Theorem (Euler) $:$ For $|x|<1$ we have
$$\prod\limits_{m=1}^{\infty} \frac {1} {1-x^m} = \sum\limits_{n=0}^{\infty} p(n) x^n,$$ where $p(n)$ denotes the number of partitions of $n$ for $n \geq 1$ and $p(0)=1.$
In my book the above identity is proved only for $0 \leq x < 1$ and it was said at the end of the proof that this proof can be extended analytically to the whole unit disk. But how do I do that? Would anybody please help me regarding this?
What I have understood is that if I can show that $\lim\limits_{n \to \infty} \frac {p(n+1)} {p(n)} = 1$ then I am done. But I can't able to find the limit. Any help regarding this will be highly appreciated.
Thank you very much.
As mentioned by Lord Shark the Unknown, it is easy to prove this using the fact that uniformly converging analytic functions converge to analytic functions.
We have uniform convergence of an infinite product easily here on any disk of radius $r<1$ since
$$\left|\log\left[\frac1{1-z^m}\right]\right|=|\log(1-z^m)|\le|z|^m+\frac{|z|^{2m}}{|1-z^m|^2}\le r^m+\frac{r^{2m}}{1-r^m}$$
which converges by the ratio test for all $r\in[0,1)$.

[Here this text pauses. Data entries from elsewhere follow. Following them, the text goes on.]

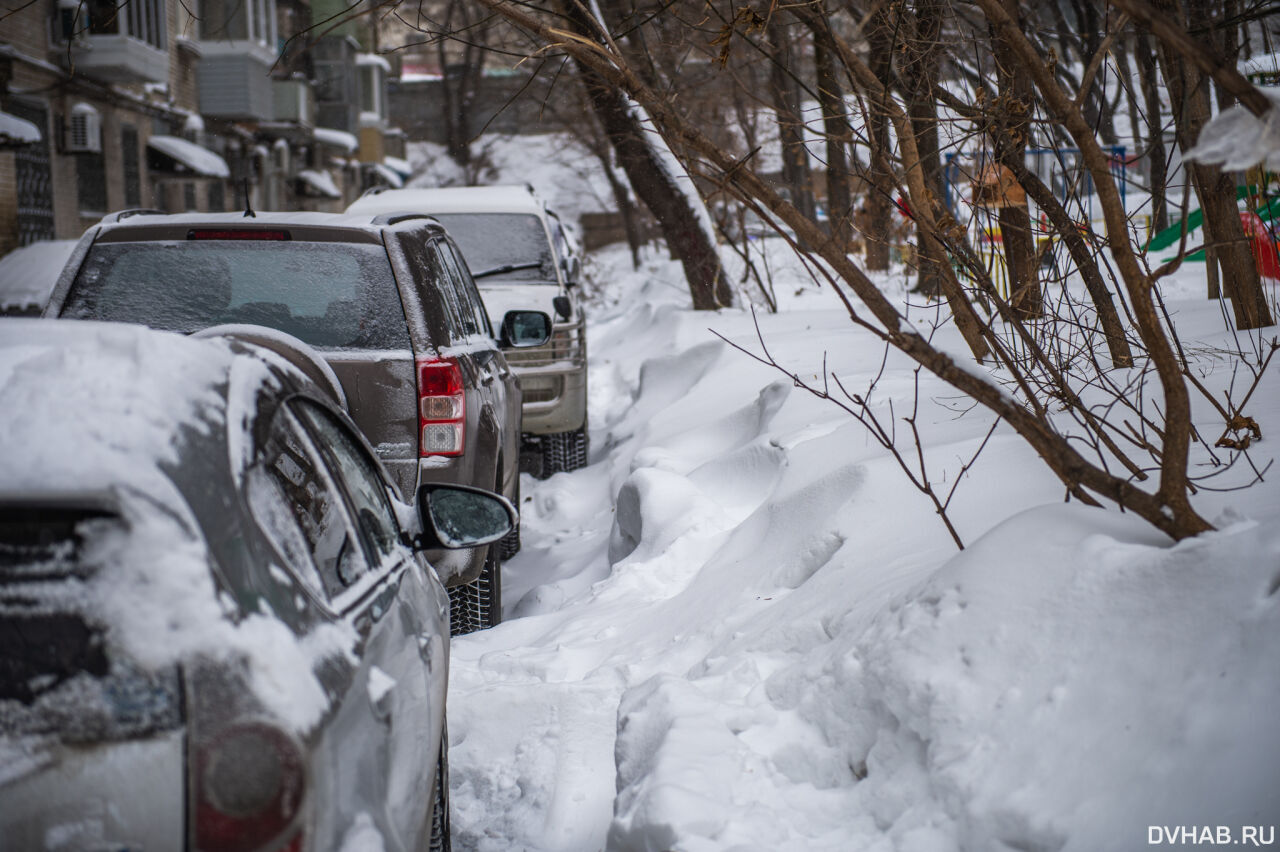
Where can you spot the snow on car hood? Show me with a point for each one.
(95, 408)
(499, 298)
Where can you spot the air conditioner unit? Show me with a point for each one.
(83, 132)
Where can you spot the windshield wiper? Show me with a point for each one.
(507, 268)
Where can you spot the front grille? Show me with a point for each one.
(58, 674)
(567, 344)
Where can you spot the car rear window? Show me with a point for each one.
(489, 241)
(58, 672)
(336, 296)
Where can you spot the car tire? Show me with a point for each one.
(563, 452)
(440, 838)
(478, 605)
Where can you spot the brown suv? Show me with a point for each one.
(387, 303)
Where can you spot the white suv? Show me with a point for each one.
(521, 256)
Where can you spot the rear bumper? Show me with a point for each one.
(109, 796)
(554, 398)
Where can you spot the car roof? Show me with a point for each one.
(307, 225)
(97, 407)
(515, 198)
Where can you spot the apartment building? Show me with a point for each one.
(183, 105)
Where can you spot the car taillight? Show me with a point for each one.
(442, 415)
(250, 786)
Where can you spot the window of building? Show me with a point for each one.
(216, 197)
(238, 21)
(91, 183)
(141, 19)
(131, 166)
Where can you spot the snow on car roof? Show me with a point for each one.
(513, 198)
(261, 218)
(96, 410)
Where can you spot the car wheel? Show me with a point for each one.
(440, 829)
(478, 605)
(563, 452)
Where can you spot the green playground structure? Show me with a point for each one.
(1170, 236)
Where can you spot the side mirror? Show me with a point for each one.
(563, 307)
(461, 516)
(524, 329)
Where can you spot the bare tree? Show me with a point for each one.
(1041, 374)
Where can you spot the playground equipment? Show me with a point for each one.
(976, 188)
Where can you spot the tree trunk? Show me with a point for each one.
(1157, 161)
(832, 100)
(786, 105)
(1224, 234)
(654, 182)
(920, 74)
(1086, 262)
(1011, 128)
(878, 206)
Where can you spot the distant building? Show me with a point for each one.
(183, 105)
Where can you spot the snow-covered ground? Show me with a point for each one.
(741, 628)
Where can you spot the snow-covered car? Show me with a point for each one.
(521, 256)
(216, 626)
(379, 298)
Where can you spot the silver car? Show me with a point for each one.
(216, 627)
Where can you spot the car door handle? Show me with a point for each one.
(380, 688)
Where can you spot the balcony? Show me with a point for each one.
(234, 82)
(295, 102)
(115, 46)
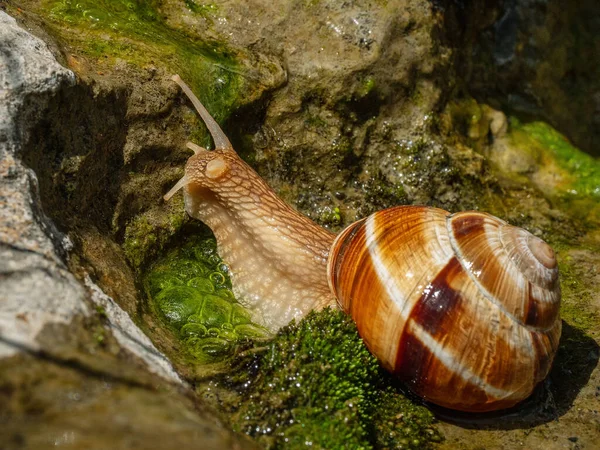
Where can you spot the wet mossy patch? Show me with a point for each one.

Thus, the LHS is analytic on $|z|<1$.
Similarly for the RHS, we have the simple bound:
$$\left|\sum_{n=0}^\infty P(n)z^n\right|\le\sum_{n=0}^\infty P(n)|z|^n\le\sum_{n=0}^\infty P(n)r^n$$
The convergence of the last sum is also very likely proven in your book for $r\in[0,1)$.
Thus, the RHS is analytic on $|z|<1$.
Thus it follows from a simple analytic continuation argument that this holds for all $|z|<1$.